FDA approves the first U.S. coronavirus treatment with recovered plasma

Can the blood of coronavirus survivors treat the newly sick

The technique has been around for centuries and was used during the 1918 flu pandemic.

Treatment may be the best hope for COVID-19 patients with serious illnesses, while scientists are working on developing new and specific treatments for the disease and testing experimental drugs such as chloroquine and remdesivir.

The FDA's decision comes a day after New York Gov. Andrew Cuomo announced that the state's health department planned to begin treating the sickest coronavirus patients with antibody-rich plasma extracted from the blood of those who've recovered. Returning travellers are asked to self-isolate for 14 days in case they develop symptoms and to prevent spreading the virus to others. And initial reports from China suggest convalescent plasma might also be effective in dulling the effects of COVID-19.

The FDA is not approving using plasma as a treatment, instead using it as a clinical trial and for the treatment of those who are critically ill.
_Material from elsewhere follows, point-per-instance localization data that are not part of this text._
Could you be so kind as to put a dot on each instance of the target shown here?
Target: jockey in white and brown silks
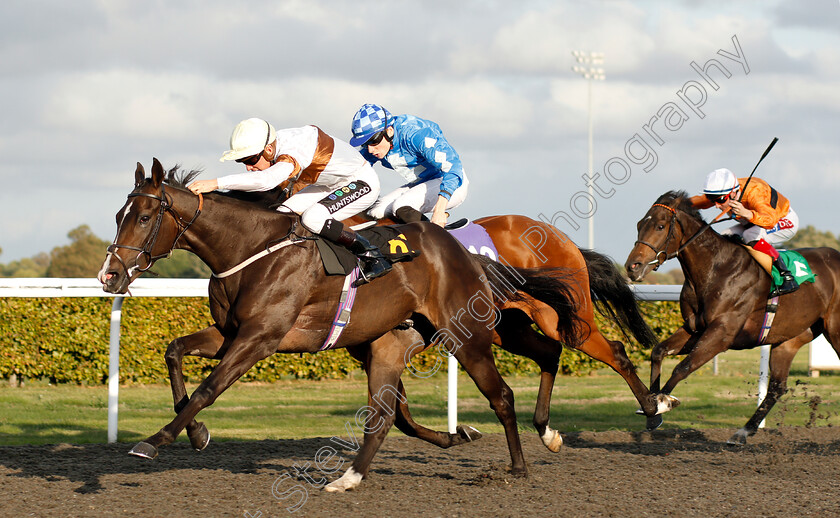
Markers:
(340, 183)
(764, 216)
(417, 150)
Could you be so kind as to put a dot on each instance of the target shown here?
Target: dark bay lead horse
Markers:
(284, 302)
(724, 297)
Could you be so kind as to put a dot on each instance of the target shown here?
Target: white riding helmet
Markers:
(719, 182)
(249, 137)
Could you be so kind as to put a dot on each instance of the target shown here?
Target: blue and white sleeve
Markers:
(439, 153)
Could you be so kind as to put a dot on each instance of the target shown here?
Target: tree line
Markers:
(84, 255)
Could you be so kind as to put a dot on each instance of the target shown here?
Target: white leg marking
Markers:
(348, 481)
(552, 439)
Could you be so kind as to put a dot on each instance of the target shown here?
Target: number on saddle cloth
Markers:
(341, 261)
(476, 240)
(798, 266)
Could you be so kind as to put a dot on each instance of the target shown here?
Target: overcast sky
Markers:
(89, 88)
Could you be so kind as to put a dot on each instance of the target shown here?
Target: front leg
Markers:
(205, 344)
(247, 349)
(386, 363)
(674, 344)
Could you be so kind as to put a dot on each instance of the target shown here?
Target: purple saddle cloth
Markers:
(476, 240)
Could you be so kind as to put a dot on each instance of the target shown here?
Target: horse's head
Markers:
(148, 228)
(660, 234)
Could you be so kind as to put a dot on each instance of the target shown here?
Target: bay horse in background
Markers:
(284, 302)
(526, 243)
(724, 297)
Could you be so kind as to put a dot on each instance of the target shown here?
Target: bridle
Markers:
(663, 252)
(146, 251)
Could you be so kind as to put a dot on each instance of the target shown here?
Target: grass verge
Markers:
(39, 413)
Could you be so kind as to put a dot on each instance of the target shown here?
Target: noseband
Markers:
(662, 255)
(146, 250)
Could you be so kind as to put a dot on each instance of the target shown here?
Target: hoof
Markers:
(200, 438)
(739, 438)
(552, 440)
(665, 402)
(519, 472)
(468, 433)
(654, 422)
(350, 480)
(144, 449)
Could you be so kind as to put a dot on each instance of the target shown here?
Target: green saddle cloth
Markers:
(798, 266)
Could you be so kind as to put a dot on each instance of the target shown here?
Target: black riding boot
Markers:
(373, 264)
(789, 284)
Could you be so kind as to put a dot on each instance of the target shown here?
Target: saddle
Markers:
(338, 260)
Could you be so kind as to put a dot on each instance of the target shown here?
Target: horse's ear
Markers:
(139, 175)
(157, 173)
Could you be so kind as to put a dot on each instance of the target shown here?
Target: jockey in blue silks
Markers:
(418, 151)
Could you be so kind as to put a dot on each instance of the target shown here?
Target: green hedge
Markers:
(65, 340)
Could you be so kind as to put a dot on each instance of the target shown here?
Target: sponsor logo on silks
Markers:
(784, 223)
(398, 245)
(346, 200)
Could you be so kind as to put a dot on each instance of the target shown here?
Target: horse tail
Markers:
(550, 286)
(615, 300)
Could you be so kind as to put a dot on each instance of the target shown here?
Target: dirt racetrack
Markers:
(781, 472)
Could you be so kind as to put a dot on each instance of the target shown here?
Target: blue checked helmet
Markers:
(368, 121)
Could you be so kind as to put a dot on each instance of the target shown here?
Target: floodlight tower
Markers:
(586, 68)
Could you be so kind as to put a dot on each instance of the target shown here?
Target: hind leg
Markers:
(404, 421)
(613, 354)
(518, 337)
(781, 358)
(386, 363)
(477, 359)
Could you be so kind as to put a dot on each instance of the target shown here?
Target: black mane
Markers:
(180, 178)
(682, 201)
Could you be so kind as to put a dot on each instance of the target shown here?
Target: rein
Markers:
(664, 250)
(146, 250)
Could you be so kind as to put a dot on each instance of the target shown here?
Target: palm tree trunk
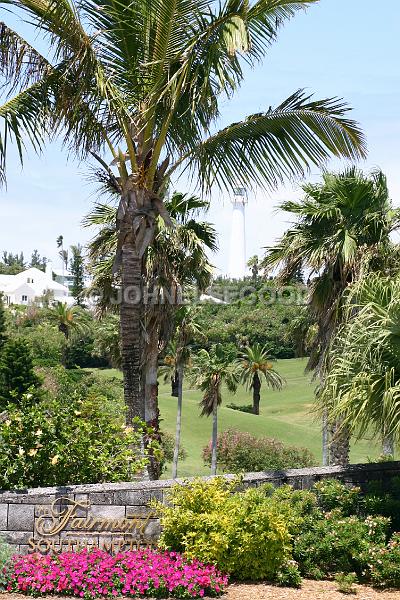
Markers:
(178, 423)
(151, 398)
(214, 439)
(131, 318)
(256, 394)
(325, 439)
(340, 445)
(387, 445)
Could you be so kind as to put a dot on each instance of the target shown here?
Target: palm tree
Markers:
(342, 226)
(176, 258)
(212, 369)
(176, 360)
(254, 264)
(141, 84)
(363, 384)
(255, 364)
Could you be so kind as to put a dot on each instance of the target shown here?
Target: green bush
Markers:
(386, 502)
(5, 560)
(17, 375)
(242, 533)
(333, 494)
(242, 452)
(338, 544)
(345, 583)
(66, 440)
(385, 564)
(47, 344)
(289, 575)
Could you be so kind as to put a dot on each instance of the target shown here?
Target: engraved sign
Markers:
(72, 524)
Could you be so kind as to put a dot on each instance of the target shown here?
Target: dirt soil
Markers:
(310, 590)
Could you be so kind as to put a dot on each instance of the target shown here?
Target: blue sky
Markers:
(346, 48)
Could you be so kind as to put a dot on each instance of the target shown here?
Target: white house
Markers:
(30, 285)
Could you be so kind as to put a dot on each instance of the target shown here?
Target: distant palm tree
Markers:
(143, 82)
(212, 369)
(69, 319)
(254, 365)
(363, 384)
(177, 359)
(343, 224)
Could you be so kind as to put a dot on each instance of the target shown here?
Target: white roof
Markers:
(39, 282)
Most requests will receive a response from the FDA within four to eight hours, according to the agency's statement. For patients who require treatment faster, doctors can call the FDA's Office of Emergency Operations to get approval over the phone.

The procedure, called "convalescent plasma transfusion", extracts blood plasma from survivors of the coronavirus disease and infuses it to now COVID-19 positive patients. The Researchers will then evaluate whether convalescent plasma improves disease outcomes. Therefore, given the public health emergency that the expanding COVID-19 outbreak presents, while clinical trials are being conducted, FDA is facilitating access to COVID-19 convalescent plasma for use in patients with serious or immediately life-threatening COVID-19 infections through the process of single patient emergency Investigational New Drug Applications (eINDs) for Individual patients under 21 CFR 312.310.

Health officials are also working on a serological drug that tests whether a person already has the antibodies that prove they've recovered from coronavirus.

On March 23, the NY governor, Andrew Cuomo, said that "We think it shows promise" using convalescent plasma to help with the state's hospitalization response to the outbreak.